Re: Gutenberg der Abschreiber
Verfasst: 24.02.2011, 14:07
von realchris
interessanter artikel
http://www.anwalt.de/rechtstipps/plagia ... 16764.html
Dies ist ein Beispiel eines Fachbereichs auf meiner Universität:
"Im Kontext von Abschlussexamina (einschließlich von Modulabschlussprüfungen, die in die Gesamtnote eingehen) wird ausdrücklich auf die Regelungen in § 63, Abs. 5 des Hochschulgesetzes verwiesen. Vorsätzliche Täuschungsversuche können entsprechend einer Ordnungswidrigkeit mit bis zu 50.000 € geahndet werden. Die Durchführung dieses Verfahrens obliegt dem Kanzler der Universität."
Quelle:
http://www.fbg.uni-wuppertal.de/studium ... sversuche/
Edit:
Die Rücktrittsforderung halte ich unabhängig davon für angemessen. Die Tatsache, dass Vorsatz bestritten wird, ist - für jedermann ersichtlich - eine Lüge. Damit macht er sich untragbar. Das wird übrigens andernorts auch juristisch so gesehen.
Genau das. Hätte er sich sofort hingestellt und gesagt: "Ich war ein blöder Hund, ich habe wissentlich gepfuscht, weil ich mit meinem Leben zu dieser Zeit nicht klar gekommen bin. Ich schäme mich dafür, schwöre aber im Amt meine Leistung immer gewissentlich gebracht zu haben und bitte das deutsche Volk um Verzeihung." Hätte ich ihm bezogen auf sein Amt, vergeben können.
Doch wie er sich gestern gegeben hat, wie er Trittin arrogant und mit einem entsprechenden Ton durch die Blume juristisch gedroht hat.
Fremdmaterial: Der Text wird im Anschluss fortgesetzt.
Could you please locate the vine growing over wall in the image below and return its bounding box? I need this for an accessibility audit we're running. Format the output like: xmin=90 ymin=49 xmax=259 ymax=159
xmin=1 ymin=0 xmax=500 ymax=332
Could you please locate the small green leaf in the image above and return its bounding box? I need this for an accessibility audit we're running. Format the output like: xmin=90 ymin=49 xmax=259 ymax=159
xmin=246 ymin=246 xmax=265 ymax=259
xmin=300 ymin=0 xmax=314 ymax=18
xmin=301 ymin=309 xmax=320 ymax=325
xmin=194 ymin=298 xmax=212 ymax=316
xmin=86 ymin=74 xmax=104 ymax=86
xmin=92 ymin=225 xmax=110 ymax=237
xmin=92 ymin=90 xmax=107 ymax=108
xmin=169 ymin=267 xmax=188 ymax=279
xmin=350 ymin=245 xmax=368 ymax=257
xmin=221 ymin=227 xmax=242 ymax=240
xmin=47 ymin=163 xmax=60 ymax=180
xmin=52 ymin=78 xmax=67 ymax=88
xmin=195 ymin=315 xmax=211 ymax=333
Für mich ist damit die Person untragbar geworden und der von mir oben dick gedruckte Satz von Frau Merkel hat mir als Teil der Bevölkerung schlicht die Sprache verschlagen und sogar in seiner Dreistigkeit weh getan. Die Uni hat gemacht, was Herr von und Zu ihr richtig empfohlen hat.
Re: Gutenberg der Abschreiber
Verfasst: 24.02.2011, 14:23
von countjabberwock
Die Anzeigen-Aufträge zur Gewinnung von freiwilligen Rekruten nach der Abschaffung der Wehrpflicht gehen laut Reuters exklusiv an Bild, BamS und Bild.de. Was ist denn das für eine Vetternwirtschaft? Guttenberg war schon immer das Lieblingskind dieser Medien. Fast täglich wurde seine Arbeit dort gelobt und auch während der Affäre jetzt hielten sie immer zu ihm, spielten die Vergehen herab und kritisierten seine Gegner. Und jetzt bekommen sie diese exklusiven Aufträge?
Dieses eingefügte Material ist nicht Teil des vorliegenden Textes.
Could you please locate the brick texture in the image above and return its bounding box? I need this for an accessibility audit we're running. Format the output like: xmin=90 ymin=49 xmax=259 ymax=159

Wobei...ich würde wohl auch dort werben. Wo sonst findet man williges Kanonenfutter welches ihrem Feldherren bedingungslos in den Tod folgt? Okay, dem Feldherren folgen ist vielleicht etwas falsch formuliert denn der sitzt ja in seinem Boonker in Sicherheit.
Re: Gutenberg der Abschreiber
Verfasst: 24.02.2011, 14:47
von elfant
countjabberwock hat geschrieben:Die Anzeigen-Aufträge zur Gewinnung von freiwilligen Rekruten nach der Abschaffung der Wehrpflicht gehen laut Reuters exklusiv an Bild, BamS und Bild.de. Was ist denn das für eine Vetternwirtschaft? Guttenberg war schon immer das Lieblingskind dieser Medien. Fast täglich wurde seine Arbeit dort gelobt und auch während der Affäre jetzt hielten sie immer zu ihm, spielten die Vergehen herab und kritisierten seine Gegner. Und jetzt bekommen sie diese exklusiven Aufträge?
Wobei...ich würde wohl auch dort werben. Wo sonst findet man williges Kanonenfutter welches ihrem Feldherren bedingungslos in den Tod folgt? Okay, dem Feldherren folgen ist vielleicht etwas falsch formuliert denn der sitzt ja in seinem Boonker in Sicherheit.
Richtig wo würdest man sonst werben? Man braucht ein verbreitetes einzeles Medium. welches trotz seiner Verbreitung relativ günstig ist, dessen Nutzer allerdings möglichst .... Meinungsunkritisch sind und nebenbei schickt man noch ein paar Anwerber an die Schulen und Jugendtreffpunkte.